J'ai pris l'habitude de vous imposer mes compte-rendus de vacances, c'est comme une sorte de soirée diapos deux point zéro. Après Trois enfant à la mer, Trois enfants dans la ville, Trois enfants au Moyen-Âge, Trois enfants dans la zone et Trois enfants à la montagne, je suis certain que vous attendez avec impatience mon feed back sur Paris.
Bon, il y a quand même une excuse utilitaire derrière tous ces articles, c'est de donner des pistes et des solutions pour partir en vacances avec trois enfants et avec un minimum de déplacements en avion et voiture, ce qui est aux antipodes de ce que nous proposent les tour-opérateurs et les lieux touristiques.

Il s'agissait cette fois de profiter d'une occasion improbable pour faire visiter la capitale aux enfants : une de mes pièces de théâtre jouée à Villemoissons sur Orge (91) en plein pendant les vacances scolaires, au printemps. Nous partîmes cinq sans voiture, enfin si, quand même jusqu'à la gare la plus proche, pour arriver jeudi midi à la gare de Lyon, à côté de laquelle nous avions notre hôtel.
Et le choix de l'hôtel, c'est déjà tout un poème. Une chambre pour cinq, ça ne court pas les rues, et nous ne souhaitions pas nous séparer en deux chambres, déjà parce que ça aurait coûté un bras supplémentaire mais aussi parce qu'on aime bien garder un œil sur nos progénitures (pour mémoire : 7, 10 et 13 ans).

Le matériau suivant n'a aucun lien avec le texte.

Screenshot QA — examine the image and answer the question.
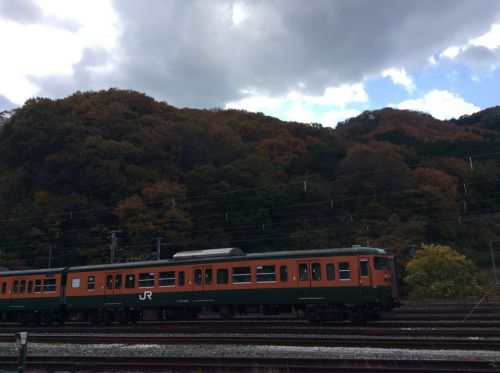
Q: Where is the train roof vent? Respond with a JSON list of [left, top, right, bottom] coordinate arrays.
[[173, 247, 245, 260]]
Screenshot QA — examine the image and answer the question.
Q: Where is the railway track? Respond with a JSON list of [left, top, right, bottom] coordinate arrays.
[[0, 322, 500, 338], [0, 356, 497, 373], [0, 334, 500, 351]]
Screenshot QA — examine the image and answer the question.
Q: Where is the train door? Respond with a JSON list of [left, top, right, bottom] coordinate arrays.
[[10, 278, 26, 299], [359, 257, 373, 297], [192, 266, 213, 303], [297, 260, 324, 301], [104, 272, 123, 306], [10, 278, 26, 309]]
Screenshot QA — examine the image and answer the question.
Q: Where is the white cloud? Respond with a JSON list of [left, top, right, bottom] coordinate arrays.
[[382, 69, 415, 93], [297, 83, 368, 108], [396, 89, 481, 120], [0, 0, 118, 104], [439, 23, 500, 70], [226, 83, 368, 127], [231, 3, 248, 26], [439, 46, 463, 60], [469, 24, 500, 49]]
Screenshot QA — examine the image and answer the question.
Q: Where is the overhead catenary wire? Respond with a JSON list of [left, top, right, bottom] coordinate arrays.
[[0, 152, 500, 223]]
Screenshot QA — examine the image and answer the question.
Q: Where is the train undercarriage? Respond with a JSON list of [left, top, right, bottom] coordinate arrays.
[[0, 303, 390, 325]]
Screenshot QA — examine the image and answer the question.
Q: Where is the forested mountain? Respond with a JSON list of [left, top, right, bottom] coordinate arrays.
[[0, 89, 500, 268]]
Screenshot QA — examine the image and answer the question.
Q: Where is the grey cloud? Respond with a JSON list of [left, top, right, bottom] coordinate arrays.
[[0, 0, 80, 32], [0, 95, 19, 112], [0, 0, 42, 23], [457, 46, 500, 67], [30, 48, 119, 98], [32, 0, 500, 107]]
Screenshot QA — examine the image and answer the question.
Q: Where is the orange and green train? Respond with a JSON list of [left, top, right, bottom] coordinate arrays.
[[0, 246, 398, 324]]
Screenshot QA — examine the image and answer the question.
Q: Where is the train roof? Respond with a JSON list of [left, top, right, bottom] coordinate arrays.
[[0, 246, 387, 277], [0, 268, 66, 277], [68, 246, 387, 272]]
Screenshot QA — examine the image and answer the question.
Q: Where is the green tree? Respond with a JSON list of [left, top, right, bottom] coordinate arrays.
[[404, 245, 481, 298]]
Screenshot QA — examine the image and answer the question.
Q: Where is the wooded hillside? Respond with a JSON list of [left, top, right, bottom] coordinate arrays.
[[0, 89, 500, 268]]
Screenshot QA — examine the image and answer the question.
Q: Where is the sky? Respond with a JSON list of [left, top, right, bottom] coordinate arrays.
[[0, 0, 500, 127]]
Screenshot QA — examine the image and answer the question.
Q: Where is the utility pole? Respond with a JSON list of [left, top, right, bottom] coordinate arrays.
[[490, 240, 498, 287], [408, 244, 418, 259], [110, 231, 120, 264], [156, 236, 163, 260], [49, 243, 53, 268]]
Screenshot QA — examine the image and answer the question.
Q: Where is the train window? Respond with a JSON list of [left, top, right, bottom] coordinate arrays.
[[71, 278, 80, 289], [373, 256, 389, 269], [339, 262, 351, 280], [359, 260, 368, 277], [159, 271, 175, 287], [280, 266, 288, 282], [115, 273, 123, 289], [87, 276, 95, 291], [257, 266, 276, 282], [326, 263, 335, 281], [299, 263, 309, 281], [35, 280, 42, 293], [106, 275, 113, 289], [217, 268, 229, 284], [194, 269, 201, 285], [125, 275, 135, 289], [311, 263, 321, 281], [205, 268, 212, 285], [139, 272, 155, 288], [233, 267, 252, 284], [43, 278, 56, 293]]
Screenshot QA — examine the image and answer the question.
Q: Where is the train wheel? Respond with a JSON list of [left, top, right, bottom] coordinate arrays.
[[348, 307, 369, 325], [20, 312, 40, 326], [130, 310, 141, 324], [219, 306, 236, 320], [115, 310, 130, 324], [306, 307, 326, 324], [40, 312, 54, 325], [87, 311, 99, 324]]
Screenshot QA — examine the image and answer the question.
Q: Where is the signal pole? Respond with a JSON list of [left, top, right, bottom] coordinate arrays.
[[49, 243, 53, 268], [490, 240, 498, 287], [110, 231, 120, 264]]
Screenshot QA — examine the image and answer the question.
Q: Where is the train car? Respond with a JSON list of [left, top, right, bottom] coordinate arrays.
[[65, 247, 397, 322], [0, 247, 397, 323], [0, 268, 66, 324]]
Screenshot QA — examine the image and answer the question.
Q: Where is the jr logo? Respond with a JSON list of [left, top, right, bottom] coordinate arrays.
[[139, 290, 153, 300]]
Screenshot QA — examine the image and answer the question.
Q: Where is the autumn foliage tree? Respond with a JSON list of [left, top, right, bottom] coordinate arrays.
[[404, 245, 481, 299]]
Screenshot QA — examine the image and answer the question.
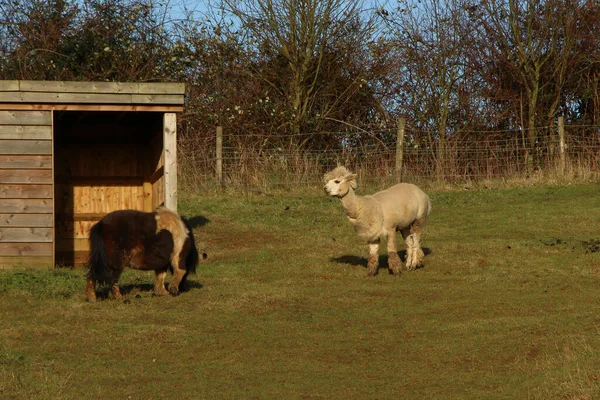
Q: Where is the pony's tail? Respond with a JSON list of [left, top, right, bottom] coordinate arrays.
[[88, 221, 112, 283]]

Alors je recommande aux familles l'hôtel Le Méditerranéen, situé au 93 rue de Charenton (à deux pas de la gare de Lyon dans le XIIème) qui a le bon goût de proposer une chambre à cinq pour la somme rondelette de 199 euros la nuit (sans les petits-déj évidemment, mais nous avions amené de quoi se les faire nous-mêmes par souci d'économie). La chambre est moche et l'immeuble est vieillissant, le robinet est monté à l'envers (le premier soir on se lave les dents à l'eau chaude et on ne le refait plus), mais l'accueil est fort sympathique, et la situation parfaite pour nous.

Nous étions motivés pour profiter au mieux de ces quatre jours à Paris, et nous avions donc planifié un certain nombre de sorties, commandé à l'avance les tickets de métro correspondants et réservé des choses, à commencer par un itinéraire en bus au sein de la capitale, commenté par audioguide et se terminant par la visite du 2ème étage la Tour Eiffel.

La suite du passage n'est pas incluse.